The broadcast issue arose in recent weeks after Chief US District Judge Vaughn Walker announced a policy change permitting remote broadcasts of the Prop. 8 trial.
Under Judge Walker’s proposal, those interested in watching the trial could view a real-time broadcast relayed to courtrooms in Pasadena, Calif.; Seattle; Portland, Ore.; Brooklyn, N,Y.; and San Francisco. In addition, there were possible plans to broadcast on YouTube.
Those challenging the constitutionality of Prop. 8 favored the remote broadcasts. But some of the supporters of the gay-marriage ban opposed broadcasting the trial, expressing concern that it might exacerbate harassment and threats they’d received because of their position.
The Supreme Court’s majority opinion notes that some individuals had received death threats, envelopes containing a powdery white substance, confrontational phone calls, threatened boycotts, and vandalism. Some witnesses said they would not testify if the trial were broadcast, the justices noted.
In contrast, the majority said, the other side in the Prop. 8 lawsuit had not alleged any harm if the trial were not broadcast.

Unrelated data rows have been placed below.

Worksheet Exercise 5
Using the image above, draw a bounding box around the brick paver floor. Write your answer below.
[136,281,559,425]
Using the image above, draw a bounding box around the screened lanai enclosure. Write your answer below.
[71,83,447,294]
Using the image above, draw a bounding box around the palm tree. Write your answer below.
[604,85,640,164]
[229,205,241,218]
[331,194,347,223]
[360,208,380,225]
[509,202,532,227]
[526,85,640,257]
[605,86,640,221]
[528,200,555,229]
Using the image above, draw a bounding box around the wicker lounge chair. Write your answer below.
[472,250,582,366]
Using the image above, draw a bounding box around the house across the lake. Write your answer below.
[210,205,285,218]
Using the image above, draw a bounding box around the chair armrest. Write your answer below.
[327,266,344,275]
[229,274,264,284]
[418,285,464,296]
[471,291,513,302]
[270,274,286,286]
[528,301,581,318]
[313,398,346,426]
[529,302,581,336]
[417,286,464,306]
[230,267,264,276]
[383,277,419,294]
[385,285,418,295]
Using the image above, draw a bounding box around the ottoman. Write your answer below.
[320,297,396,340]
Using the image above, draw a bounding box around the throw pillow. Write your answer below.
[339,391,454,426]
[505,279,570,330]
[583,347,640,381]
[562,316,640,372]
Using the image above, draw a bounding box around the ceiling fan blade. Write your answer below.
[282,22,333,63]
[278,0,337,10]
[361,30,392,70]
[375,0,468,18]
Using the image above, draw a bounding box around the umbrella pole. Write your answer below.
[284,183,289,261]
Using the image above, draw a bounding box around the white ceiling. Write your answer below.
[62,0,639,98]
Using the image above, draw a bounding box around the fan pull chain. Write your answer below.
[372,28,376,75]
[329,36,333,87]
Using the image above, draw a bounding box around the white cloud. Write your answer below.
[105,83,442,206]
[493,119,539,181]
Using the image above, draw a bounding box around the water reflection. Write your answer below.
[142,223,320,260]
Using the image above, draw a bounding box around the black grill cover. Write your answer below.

Breyer countered in his dissent: “All of the witnesses supporting the applicants are already publicly identified with their cause. They are all experts or advocates who have either already appeared on television or Internet broadcasts.”
He added, “Literally hundreds of national and international newspapers are already covering this trial and reporting in detail the names and testimony of all of the witnesses.”
The majority's play-by-the-rules piety ignores two points. One, the federal courts have had about six decades to experiment and pilot various arrangements for letting the public view judicial proceedings on their television screens, and for all their progress—or even interest in progressing—you would think the 1935 Lindbergh kidnapping trial was only last week.
Two, the rules are not as binding on the lower federal courts as the majority would have the public believe. Senior Ninth Circuit Judge Alex Kozinski was scolded in recent days by the Judicial Conference for tolerating Judge Walker's order, but gave as good as he got.